Standalone Deployment for GIE

We have demonstrated how to execute interactive queries easily by installing GraphScope via pip on a local machine. However, in real-life applications, graphs are often too large to fit on a single machine. In such cases, GraphScope can be deployed on a cluster, such as a self-managed k8s cluster, for processing large-scale graphs. But you may wonder, “what if I only need the GIE engine and not the whole package of GraphScope?” This tutorial will walk you through the process of standalone deployment of GIE on a self-managed k8s cluster.

Throughout the tutorial, we assume all machines are running Linux system. We do not guarantee that it works as smoothly as Linux on the other platform. For your reference, we’ve tested the tutorial on Ubuntu 20.04.

Prerequisites

  • Kubernetes Cluster

  • Python >= 3.9

  • JDK 11 (Both JDK 8 and 20 have known compatibility issues)

To get started, you need to prepare a Kubernetes Cluster to continue.

Incase you doesn’t have one, you could refer to the instruction of create kubernetes cluster.

Deploy Your First GIE Service

The easiest way to deploy GIE standalone is by using Helm, which is a package manager for K8s that simplifies the deployment and management of applications. To deploy GIE standalone using Helm, you can follow these steps:

  • Install Helm on your local machine if you do not have it by following the instructions on the official Helm website.

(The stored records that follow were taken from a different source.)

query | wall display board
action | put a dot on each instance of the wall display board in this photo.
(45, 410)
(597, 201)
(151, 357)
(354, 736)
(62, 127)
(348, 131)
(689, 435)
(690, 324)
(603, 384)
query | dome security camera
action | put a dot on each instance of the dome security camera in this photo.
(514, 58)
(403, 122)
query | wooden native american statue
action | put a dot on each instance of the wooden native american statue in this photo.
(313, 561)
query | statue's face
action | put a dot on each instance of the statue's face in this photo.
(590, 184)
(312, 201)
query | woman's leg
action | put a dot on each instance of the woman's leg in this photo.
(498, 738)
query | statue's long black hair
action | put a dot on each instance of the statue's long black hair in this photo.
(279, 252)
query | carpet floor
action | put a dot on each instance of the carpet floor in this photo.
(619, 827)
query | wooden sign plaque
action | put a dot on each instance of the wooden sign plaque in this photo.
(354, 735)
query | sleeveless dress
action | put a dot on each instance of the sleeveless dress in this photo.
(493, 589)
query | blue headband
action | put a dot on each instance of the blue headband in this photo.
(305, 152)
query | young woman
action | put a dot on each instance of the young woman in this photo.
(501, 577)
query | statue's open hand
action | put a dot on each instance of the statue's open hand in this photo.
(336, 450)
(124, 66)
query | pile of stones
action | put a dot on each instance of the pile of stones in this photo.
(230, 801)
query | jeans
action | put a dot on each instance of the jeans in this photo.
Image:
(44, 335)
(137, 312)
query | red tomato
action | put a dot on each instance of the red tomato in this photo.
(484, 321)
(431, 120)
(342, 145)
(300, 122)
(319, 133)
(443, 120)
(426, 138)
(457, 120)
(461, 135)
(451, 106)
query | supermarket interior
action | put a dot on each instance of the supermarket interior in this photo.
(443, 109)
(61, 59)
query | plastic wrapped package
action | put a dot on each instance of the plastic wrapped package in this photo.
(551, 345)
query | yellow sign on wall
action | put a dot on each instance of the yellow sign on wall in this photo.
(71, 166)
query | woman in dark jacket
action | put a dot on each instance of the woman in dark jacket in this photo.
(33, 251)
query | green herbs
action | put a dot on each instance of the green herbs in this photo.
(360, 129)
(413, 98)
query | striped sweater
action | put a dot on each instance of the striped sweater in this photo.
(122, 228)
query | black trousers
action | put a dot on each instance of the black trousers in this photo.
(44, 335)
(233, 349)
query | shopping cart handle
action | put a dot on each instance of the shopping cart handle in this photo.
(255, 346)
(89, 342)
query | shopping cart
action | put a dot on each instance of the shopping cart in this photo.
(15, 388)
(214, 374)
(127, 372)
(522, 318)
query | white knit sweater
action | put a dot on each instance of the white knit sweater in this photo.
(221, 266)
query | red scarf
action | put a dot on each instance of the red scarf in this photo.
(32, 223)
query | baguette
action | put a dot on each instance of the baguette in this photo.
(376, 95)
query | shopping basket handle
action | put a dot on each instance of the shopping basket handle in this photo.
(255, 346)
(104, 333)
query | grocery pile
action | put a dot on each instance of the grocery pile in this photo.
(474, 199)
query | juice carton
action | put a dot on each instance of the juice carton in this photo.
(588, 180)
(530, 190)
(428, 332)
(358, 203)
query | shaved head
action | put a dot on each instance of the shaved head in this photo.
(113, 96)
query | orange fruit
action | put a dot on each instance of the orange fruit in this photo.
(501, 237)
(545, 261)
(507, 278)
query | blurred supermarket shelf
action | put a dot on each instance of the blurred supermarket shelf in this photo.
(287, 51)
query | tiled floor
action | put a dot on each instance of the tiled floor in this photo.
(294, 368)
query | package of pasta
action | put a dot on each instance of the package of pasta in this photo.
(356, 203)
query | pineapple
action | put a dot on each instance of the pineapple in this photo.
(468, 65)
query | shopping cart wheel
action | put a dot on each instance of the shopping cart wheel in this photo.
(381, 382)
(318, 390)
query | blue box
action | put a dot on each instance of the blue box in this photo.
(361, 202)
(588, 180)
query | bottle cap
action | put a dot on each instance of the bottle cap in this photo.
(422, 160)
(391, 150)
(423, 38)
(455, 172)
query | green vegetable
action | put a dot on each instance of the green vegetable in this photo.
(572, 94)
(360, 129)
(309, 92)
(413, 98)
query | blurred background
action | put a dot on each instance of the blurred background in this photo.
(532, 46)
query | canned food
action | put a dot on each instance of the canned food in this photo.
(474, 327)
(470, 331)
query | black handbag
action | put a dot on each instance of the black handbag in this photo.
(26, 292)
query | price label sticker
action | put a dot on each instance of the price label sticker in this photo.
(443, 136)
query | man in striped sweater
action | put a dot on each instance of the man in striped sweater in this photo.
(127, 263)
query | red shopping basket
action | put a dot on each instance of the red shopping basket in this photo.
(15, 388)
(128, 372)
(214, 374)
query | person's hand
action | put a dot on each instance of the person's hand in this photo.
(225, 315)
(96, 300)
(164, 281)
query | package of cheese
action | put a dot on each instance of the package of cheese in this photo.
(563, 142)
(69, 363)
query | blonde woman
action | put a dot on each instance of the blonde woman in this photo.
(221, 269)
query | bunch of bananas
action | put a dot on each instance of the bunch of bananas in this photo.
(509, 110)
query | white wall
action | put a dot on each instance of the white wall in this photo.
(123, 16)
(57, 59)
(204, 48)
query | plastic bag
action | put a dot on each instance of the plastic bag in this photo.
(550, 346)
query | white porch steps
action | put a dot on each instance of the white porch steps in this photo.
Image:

  • Pull the Helm repository to your local disk:

    helm pull graphscope/gie-standalone --untar
    
  • Prepare the etcd pod.

    kubectl apply -f gie-standalone/tools/etcd.yaml
    
  • Prepare graph data

    cp -r gie-standalone/data /tmp/
    

    Check whether the raw data is there:

    tree /tmp/data
    

    You should be able to see the raw data of the modern graph.

    /tmp/data
    └── modern_graph
       ├── created.csv
       ├── knows.csv
       ├── person.csv
       └── software.csv
    

    Then create K8s persistent volume (PV) and persistent volume claim (PVC).

    kubectl apply -f gie-standalone/tools/pvc.yaml
    

    The modern graph raw data in /tmp/data will be automatically loaded into the GIE graph store (by default on Vineyard).

    Tip

    You can load the data from any /path/to/your/data. All you need to do is copy the raw data to /path/to/your/data and modify the hostPath.path in gie-standalone/tools/pvc.yaml to /path/to/your/data.

  • Install the GIE chart:

    helm install [YOUR_RELEASE_NAME] gie-standalone
    
  • Verify that the GIE service is running:

    kubectl get pods
    

    You should see the [YOUR_RELEASE_NAME]-gie-standalone-frontend-0 and [YOUR_RELEASE_NAME]-gie-standalone-store-0 pods running.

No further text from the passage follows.